Sunday, March 6, 2011

Having a “Dental Therapist” in Town Sounds Good. But Who Pays?

Donald Weidemann, writing in today’s Albuquerque, threw out the entirely debatable notion that it is a bad thing to have to drive “two hours to Amarillo or over four hours to Albuquerque every time we need to see a dentist.” He said, “Getting a dental checkup shouldn’t be an all day ordeal.”
Weidemann knows something about medical service availability in small communities. He is CEO of Union County General Hospital in Clayton, which is a good way from anywhere.
Having a handy dentist might be considered part of “social overhead.” The phrase comes from Joel Mokyr’s “The Enlightened Economy.” Governments provide public goods and social overhead, Mokyr says.
Weidemann was pitching a bill sponsored by his representative, Dennis Roch, a Texico Republican who works for the government. The bill would allow dental therapists, which sound a bit like nurse practitioners, except for dental. The bill is House Bill 495. On Feb 24, the House Health and Government Affairs Committee sent it, without recommendation, to the Business and Industry Committee, which, as of today, showed no action.

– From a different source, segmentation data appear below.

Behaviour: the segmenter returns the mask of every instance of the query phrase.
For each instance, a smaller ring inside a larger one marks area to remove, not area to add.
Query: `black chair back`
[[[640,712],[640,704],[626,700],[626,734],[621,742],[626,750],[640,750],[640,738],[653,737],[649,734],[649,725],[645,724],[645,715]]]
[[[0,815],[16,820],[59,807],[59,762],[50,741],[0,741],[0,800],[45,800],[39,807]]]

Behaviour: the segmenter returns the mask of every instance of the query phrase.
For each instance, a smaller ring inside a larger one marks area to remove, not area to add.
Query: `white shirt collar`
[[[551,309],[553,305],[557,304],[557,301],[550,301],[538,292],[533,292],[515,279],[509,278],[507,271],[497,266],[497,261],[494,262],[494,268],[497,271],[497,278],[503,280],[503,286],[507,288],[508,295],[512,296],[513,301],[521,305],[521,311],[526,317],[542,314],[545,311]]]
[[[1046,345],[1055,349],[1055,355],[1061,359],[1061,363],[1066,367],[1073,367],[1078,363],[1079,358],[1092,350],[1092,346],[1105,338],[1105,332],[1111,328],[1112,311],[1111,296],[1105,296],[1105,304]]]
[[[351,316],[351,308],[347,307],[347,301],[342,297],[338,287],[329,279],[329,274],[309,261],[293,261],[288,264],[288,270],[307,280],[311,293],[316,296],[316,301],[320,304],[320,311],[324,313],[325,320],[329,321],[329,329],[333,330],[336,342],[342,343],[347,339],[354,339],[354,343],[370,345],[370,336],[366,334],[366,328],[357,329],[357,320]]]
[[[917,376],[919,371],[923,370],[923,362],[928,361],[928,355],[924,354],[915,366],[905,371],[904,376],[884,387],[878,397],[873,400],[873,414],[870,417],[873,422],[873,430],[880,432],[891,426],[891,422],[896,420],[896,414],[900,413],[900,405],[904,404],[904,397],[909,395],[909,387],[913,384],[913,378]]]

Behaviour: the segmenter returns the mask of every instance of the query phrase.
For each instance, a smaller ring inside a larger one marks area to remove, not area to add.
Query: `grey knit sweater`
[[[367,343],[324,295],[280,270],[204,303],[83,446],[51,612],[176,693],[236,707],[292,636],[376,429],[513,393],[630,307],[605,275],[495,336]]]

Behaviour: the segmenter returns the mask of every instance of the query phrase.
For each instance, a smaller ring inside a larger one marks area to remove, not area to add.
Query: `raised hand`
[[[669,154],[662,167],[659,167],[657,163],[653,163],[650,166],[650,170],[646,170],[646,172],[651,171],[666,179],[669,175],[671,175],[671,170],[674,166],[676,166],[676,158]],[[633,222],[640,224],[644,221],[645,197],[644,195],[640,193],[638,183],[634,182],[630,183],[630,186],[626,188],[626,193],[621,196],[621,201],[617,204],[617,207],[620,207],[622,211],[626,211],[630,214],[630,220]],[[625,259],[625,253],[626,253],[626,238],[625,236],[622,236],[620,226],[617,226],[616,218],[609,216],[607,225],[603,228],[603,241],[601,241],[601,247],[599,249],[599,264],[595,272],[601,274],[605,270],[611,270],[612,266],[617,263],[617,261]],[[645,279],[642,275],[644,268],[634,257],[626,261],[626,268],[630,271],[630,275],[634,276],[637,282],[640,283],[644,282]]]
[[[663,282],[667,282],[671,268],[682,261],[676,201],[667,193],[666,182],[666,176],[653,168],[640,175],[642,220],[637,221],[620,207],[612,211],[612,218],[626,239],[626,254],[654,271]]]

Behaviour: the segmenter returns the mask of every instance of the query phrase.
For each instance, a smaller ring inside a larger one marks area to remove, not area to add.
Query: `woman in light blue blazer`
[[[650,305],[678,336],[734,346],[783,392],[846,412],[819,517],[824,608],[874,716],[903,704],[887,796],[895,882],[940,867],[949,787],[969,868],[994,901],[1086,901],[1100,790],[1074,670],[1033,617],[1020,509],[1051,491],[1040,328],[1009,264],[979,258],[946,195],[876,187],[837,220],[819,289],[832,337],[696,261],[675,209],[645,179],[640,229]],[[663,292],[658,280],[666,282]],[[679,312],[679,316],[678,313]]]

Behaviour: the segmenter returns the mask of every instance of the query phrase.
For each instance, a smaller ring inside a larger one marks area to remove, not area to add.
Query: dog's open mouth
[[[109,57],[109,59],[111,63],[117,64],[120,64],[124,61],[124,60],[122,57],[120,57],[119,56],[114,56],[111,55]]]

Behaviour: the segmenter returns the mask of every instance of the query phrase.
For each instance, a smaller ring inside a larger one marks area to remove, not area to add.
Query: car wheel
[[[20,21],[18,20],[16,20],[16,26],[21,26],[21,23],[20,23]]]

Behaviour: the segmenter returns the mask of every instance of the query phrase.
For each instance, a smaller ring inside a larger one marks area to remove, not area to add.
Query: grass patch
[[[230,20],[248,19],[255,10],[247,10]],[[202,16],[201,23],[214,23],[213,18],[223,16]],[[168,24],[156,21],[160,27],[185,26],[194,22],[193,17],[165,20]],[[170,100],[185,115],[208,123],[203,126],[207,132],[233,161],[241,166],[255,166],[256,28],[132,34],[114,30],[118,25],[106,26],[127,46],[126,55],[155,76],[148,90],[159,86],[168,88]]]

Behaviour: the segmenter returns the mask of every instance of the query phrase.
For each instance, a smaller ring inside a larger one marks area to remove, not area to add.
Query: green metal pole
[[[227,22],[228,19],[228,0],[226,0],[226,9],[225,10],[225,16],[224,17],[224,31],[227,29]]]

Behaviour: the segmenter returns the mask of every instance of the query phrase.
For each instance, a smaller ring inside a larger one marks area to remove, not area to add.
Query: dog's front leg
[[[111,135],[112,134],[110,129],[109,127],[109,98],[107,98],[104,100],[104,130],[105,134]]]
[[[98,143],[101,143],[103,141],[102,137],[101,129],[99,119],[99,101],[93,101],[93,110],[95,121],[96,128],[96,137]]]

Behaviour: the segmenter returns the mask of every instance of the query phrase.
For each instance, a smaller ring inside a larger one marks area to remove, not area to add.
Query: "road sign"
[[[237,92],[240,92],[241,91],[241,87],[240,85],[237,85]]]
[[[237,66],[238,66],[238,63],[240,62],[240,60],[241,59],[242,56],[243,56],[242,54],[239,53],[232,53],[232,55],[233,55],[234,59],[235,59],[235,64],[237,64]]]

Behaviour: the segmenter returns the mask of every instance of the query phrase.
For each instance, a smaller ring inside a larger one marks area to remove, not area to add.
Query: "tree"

This sounds like a good idea. My only question is: who would pay?
If a single government dollar is involved in solving this problem, then I object. And given that it involves health care, the government has to be lurking just behind. That’s because the proposal, for all its virtues, would expand government at a time when that is an especially bad idea.
No doubt, in constructing his argument, Weideman inadvertently overlooked the other dentists in the area. According to the electronic yellow pages (www.dexknows.com) there are three in Raton, the one in Springer, the nine in Las Vegas, apparently a veritable hotbed of tooth workers.
Finally, for people in small communities, doing many things is “an all day ordeal.” That’s the way it is. People cope by combining big city tasks.